В ее лице не осталось ни кровинки, красивый рот перекосило в бессильном гневе, холеные пальцы вцепились в дорогую ткань. Представляю, насколько сильно сейчас у нее желание расцарапать мою наглую физиономию. От былого радостного воодушевления не осталось и следа.
— Велисса, выйди, — не допускающим возражений голосом приказала настоятельница.

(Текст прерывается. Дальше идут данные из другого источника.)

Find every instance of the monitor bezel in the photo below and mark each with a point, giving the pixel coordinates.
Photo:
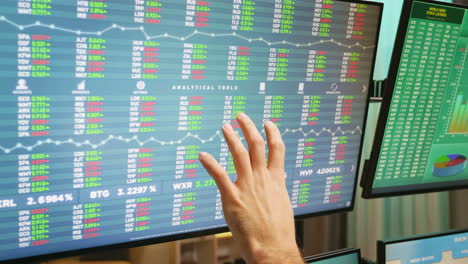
(370, 165)
(334, 254)
(212, 231)
(382, 244)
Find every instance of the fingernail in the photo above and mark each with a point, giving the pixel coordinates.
(241, 116)
(227, 127)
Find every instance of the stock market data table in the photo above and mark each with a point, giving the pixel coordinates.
(106, 105)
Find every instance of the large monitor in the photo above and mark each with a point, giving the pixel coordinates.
(421, 141)
(349, 256)
(106, 104)
(443, 248)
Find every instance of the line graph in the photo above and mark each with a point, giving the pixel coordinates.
(140, 142)
(167, 35)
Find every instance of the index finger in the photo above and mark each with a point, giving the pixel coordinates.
(276, 147)
(254, 140)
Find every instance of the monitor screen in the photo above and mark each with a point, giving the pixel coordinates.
(107, 103)
(339, 257)
(421, 142)
(446, 248)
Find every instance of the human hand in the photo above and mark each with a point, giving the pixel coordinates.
(257, 206)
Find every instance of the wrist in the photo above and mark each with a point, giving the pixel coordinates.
(284, 255)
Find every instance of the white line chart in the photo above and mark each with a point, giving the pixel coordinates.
(139, 142)
(167, 35)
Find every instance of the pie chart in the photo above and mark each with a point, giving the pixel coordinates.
(449, 165)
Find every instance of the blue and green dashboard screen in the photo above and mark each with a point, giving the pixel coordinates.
(425, 142)
(445, 249)
(349, 258)
(106, 105)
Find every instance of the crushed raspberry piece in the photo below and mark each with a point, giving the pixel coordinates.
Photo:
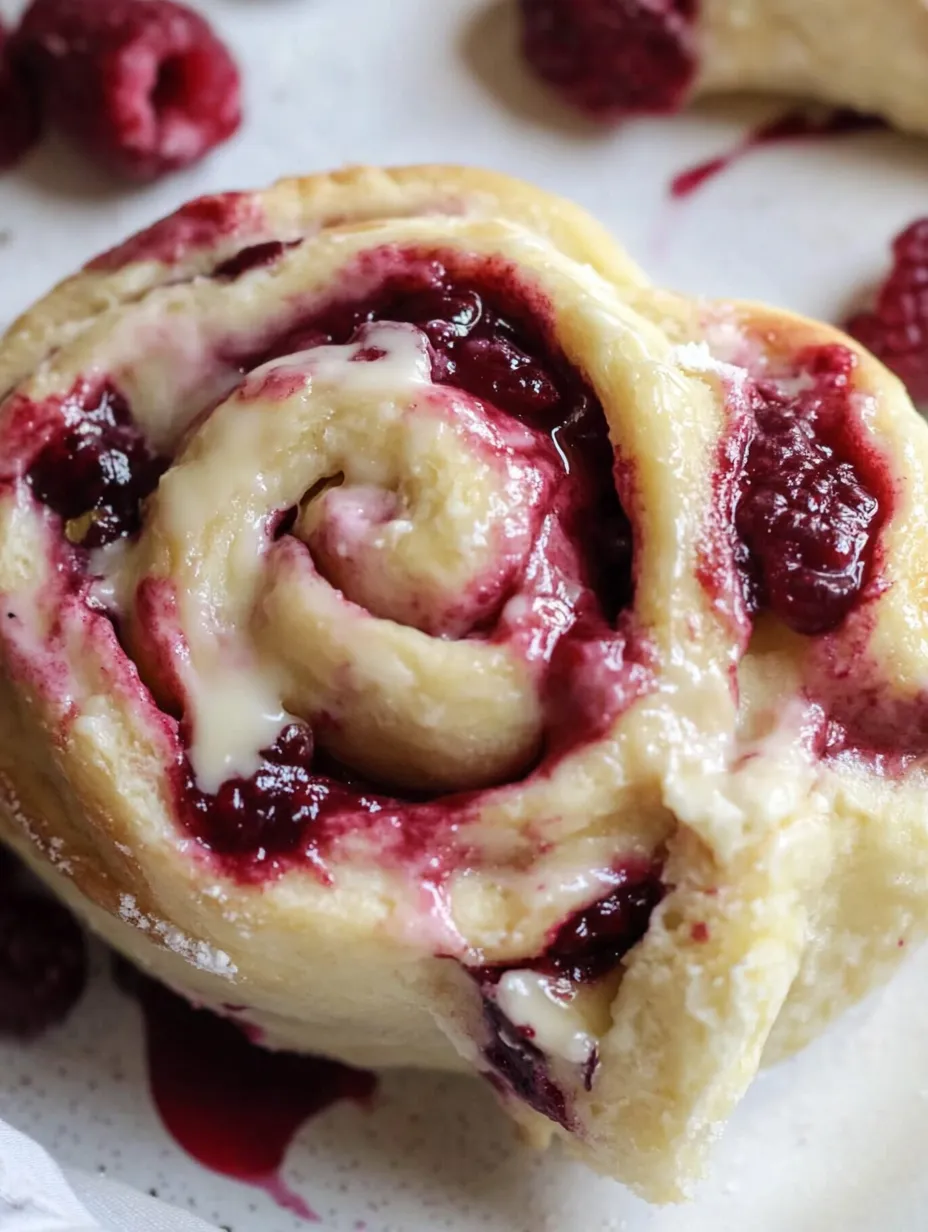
(20, 112)
(253, 259)
(42, 964)
(520, 1068)
(896, 329)
(269, 811)
(613, 58)
(144, 86)
(97, 470)
(806, 514)
(592, 943)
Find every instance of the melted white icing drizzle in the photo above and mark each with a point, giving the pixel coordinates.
(540, 1004)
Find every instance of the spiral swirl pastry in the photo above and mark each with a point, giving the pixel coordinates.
(431, 640)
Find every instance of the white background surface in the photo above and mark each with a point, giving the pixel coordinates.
(833, 1140)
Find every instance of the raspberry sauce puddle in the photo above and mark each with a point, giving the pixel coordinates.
(231, 1104)
(791, 126)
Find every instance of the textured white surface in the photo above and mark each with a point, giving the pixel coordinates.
(832, 1140)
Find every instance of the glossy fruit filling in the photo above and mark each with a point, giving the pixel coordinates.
(811, 498)
(584, 948)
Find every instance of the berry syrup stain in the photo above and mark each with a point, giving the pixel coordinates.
(793, 126)
(231, 1104)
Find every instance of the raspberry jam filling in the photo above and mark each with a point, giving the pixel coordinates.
(96, 468)
(614, 58)
(584, 948)
(896, 328)
(811, 499)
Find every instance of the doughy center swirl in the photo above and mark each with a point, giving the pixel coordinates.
(418, 510)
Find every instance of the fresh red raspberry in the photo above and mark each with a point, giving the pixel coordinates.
(42, 962)
(896, 329)
(144, 86)
(613, 58)
(20, 113)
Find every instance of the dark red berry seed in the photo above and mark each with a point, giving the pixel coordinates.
(143, 86)
(42, 964)
(613, 58)
(20, 111)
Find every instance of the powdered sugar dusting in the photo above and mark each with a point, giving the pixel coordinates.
(53, 848)
(200, 954)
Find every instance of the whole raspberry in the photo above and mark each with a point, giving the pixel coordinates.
(613, 58)
(144, 86)
(896, 329)
(20, 113)
(42, 962)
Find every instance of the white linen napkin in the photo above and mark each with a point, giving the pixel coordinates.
(36, 1195)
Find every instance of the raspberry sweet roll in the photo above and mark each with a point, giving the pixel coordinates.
(438, 644)
(618, 58)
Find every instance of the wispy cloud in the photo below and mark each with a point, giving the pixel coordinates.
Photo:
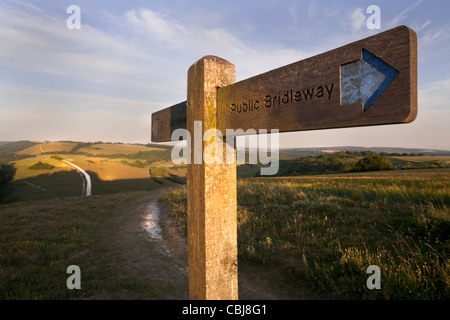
(403, 14)
(358, 19)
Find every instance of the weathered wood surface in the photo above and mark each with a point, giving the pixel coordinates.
(211, 187)
(306, 95)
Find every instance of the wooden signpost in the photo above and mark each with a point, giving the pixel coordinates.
(369, 82)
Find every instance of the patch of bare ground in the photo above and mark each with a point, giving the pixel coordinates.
(156, 267)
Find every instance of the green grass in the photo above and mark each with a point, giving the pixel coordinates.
(40, 239)
(324, 231)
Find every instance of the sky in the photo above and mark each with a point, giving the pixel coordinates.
(128, 59)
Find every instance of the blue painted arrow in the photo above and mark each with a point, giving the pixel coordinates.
(365, 79)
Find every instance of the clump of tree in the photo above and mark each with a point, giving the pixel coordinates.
(373, 162)
(338, 162)
(41, 166)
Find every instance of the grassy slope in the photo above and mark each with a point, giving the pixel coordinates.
(108, 175)
(40, 239)
(326, 230)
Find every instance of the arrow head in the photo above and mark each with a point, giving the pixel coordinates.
(365, 80)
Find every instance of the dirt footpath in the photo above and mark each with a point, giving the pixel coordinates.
(147, 247)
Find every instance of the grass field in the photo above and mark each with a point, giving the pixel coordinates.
(40, 239)
(320, 231)
(326, 231)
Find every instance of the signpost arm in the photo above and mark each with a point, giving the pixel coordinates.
(212, 206)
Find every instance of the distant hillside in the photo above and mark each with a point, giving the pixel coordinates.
(8, 149)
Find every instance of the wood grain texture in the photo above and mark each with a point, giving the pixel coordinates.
(211, 188)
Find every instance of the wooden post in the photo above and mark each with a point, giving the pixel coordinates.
(212, 205)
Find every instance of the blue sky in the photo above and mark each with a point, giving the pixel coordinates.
(130, 58)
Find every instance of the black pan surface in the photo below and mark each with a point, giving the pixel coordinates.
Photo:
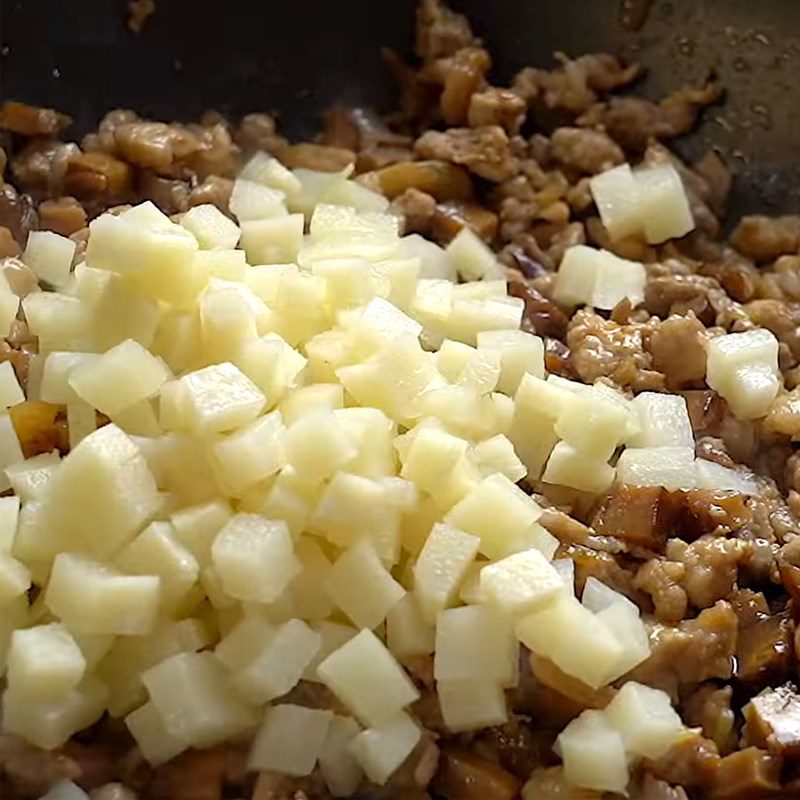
(296, 57)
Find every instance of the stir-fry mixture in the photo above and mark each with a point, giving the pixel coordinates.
(451, 455)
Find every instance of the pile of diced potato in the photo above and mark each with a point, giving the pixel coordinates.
(310, 474)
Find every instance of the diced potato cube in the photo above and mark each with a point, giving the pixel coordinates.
(192, 694)
(49, 255)
(211, 227)
(380, 750)
(93, 598)
(363, 674)
(44, 662)
(340, 770)
(664, 206)
(496, 511)
(274, 240)
(147, 727)
(474, 643)
(593, 753)
(280, 664)
(255, 558)
(471, 704)
(441, 566)
(361, 586)
(520, 582)
(289, 740)
(645, 718)
(569, 466)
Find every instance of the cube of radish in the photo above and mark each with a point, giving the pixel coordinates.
(473, 260)
(645, 718)
(441, 567)
(49, 723)
(664, 421)
(663, 204)
(593, 753)
(616, 195)
(363, 674)
(474, 643)
(274, 240)
(93, 598)
(472, 704)
(49, 255)
(147, 727)
(289, 740)
(255, 558)
(520, 583)
(193, 696)
(44, 662)
(340, 770)
(361, 586)
(278, 667)
(569, 466)
(380, 750)
(496, 511)
(211, 227)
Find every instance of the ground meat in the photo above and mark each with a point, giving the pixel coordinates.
(585, 150)
(484, 151)
(766, 238)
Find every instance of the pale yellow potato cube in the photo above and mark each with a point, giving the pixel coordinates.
(380, 750)
(472, 704)
(49, 723)
(289, 740)
(219, 398)
(49, 255)
(255, 558)
(593, 753)
(572, 467)
(520, 583)
(495, 511)
(211, 227)
(156, 743)
(44, 662)
(250, 454)
(407, 633)
(279, 666)
(156, 551)
(275, 240)
(441, 567)
(193, 696)
(364, 675)
(91, 597)
(361, 586)
(340, 770)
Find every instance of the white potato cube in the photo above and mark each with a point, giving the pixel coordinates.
(363, 674)
(193, 696)
(361, 586)
(49, 255)
(211, 227)
(44, 662)
(472, 704)
(93, 598)
(289, 740)
(593, 753)
(441, 567)
(255, 558)
(520, 582)
(645, 718)
(663, 204)
(495, 511)
(380, 750)
(616, 195)
(147, 727)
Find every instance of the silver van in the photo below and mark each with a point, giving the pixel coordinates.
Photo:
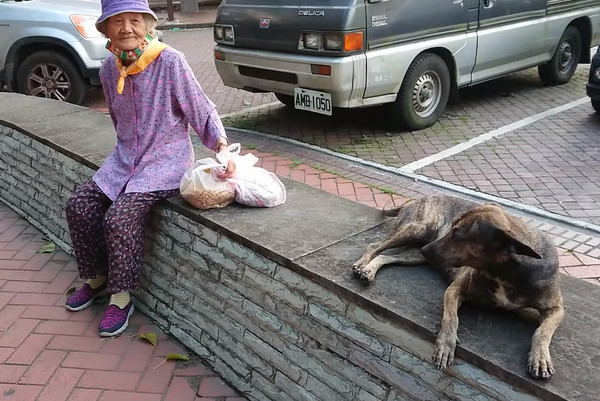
(410, 55)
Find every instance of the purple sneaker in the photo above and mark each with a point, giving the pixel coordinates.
(115, 320)
(84, 297)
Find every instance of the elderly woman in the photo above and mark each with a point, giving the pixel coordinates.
(152, 96)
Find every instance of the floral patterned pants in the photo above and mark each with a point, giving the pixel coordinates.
(108, 237)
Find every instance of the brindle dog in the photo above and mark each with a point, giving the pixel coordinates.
(489, 257)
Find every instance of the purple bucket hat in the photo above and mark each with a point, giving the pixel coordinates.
(113, 7)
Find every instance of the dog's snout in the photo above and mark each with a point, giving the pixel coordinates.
(426, 251)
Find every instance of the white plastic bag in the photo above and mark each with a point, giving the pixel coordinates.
(254, 186)
(201, 187)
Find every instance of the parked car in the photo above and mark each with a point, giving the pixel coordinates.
(51, 48)
(593, 85)
(409, 55)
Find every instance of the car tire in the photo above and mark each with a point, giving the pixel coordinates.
(51, 75)
(560, 69)
(288, 100)
(423, 95)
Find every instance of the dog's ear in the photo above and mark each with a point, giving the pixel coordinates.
(513, 245)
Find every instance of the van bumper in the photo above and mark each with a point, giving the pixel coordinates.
(264, 71)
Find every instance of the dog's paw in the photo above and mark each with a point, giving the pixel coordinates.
(539, 364)
(365, 273)
(443, 354)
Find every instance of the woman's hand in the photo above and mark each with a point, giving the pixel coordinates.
(229, 171)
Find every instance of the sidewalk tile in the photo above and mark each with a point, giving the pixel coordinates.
(43, 367)
(10, 374)
(62, 283)
(61, 384)
(157, 377)
(215, 387)
(29, 349)
(101, 379)
(137, 356)
(89, 360)
(35, 299)
(180, 390)
(68, 328)
(17, 332)
(20, 393)
(9, 315)
(85, 394)
(75, 343)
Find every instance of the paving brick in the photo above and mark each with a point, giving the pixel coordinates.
(84, 394)
(62, 282)
(16, 275)
(23, 286)
(10, 374)
(35, 299)
(17, 332)
(196, 370)
(43, 367)
(29, 349)
(5, 298)
(8, 315)
(61, 384)
(5, 353)
(37, 261)
(137, 356)
(215, 387)
(180, 390)
(75, 343)
(20, 393)
(89, 360)
(48, 272)
(129, 396)
(61, 327)
(157, 376)
(101, 379)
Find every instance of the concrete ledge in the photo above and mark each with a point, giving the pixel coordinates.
(266, 296)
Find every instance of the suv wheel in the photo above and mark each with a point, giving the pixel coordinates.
(423, 95)
(51, 75)
(563, 64)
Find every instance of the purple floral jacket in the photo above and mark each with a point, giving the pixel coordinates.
(151, 118)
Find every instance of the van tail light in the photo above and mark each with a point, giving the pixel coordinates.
(353, 41)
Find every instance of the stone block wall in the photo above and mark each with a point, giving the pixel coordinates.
(268, 328)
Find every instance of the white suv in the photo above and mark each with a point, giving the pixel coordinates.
(50, 48)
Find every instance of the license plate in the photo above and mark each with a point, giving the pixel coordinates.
(308, 100)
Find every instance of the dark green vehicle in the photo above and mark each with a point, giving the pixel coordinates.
(409, 55)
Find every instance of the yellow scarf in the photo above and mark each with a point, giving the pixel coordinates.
(150, 53)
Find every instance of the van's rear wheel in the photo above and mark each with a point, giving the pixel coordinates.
(285, 99)
(424, 93)
(560, 69)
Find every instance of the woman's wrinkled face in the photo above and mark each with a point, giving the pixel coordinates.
(126, 31)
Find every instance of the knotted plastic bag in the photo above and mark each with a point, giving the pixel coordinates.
(202, 188)
(254, 186)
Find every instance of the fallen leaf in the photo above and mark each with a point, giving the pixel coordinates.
(150, 337)
(48, 248)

Прекрасное лицо разгладилось, судорожная хватка ослабла, отпуская неповинное платье. Передо мной снова оказалась идеальная героиня романтичных сказок, о спонтанной вспышке гнева предательски свидетельствовала только смятая материя. Девушка молча развернулась и покинула комнату, аккуратно закрывая дверь, как будто та была из стекла.
Настоятельница величественно поднялась и вышла из-за стола. Казалось, она не шла, а плыла над полом, не утруждая себя прозаической поступью. Широкое одеяние подыгрывало этой иллюзии, окутывая фигуру белоснежным облаком. Стоящее напротив кресло приняло женщину, как трон королеву. Блекло-голубые глаза внимательно ощупывали меня с ног до головы, не упуская не единой детали. Я в долгу не осталась, получив наконец возможность оценить собеседницу. Открытыми у нее оставались только лицо и кисти, все остальное запрятано под форменное одеяние. Руки — по-мужски крепкие, не изнеженные покоем и бездельем. Морщин не много, да и те следствия подвижной мимики, а не времени. Но она была стара. Очень. Готова поспорить на месячный оклад, что волосы под головным убором белее ее одеяния.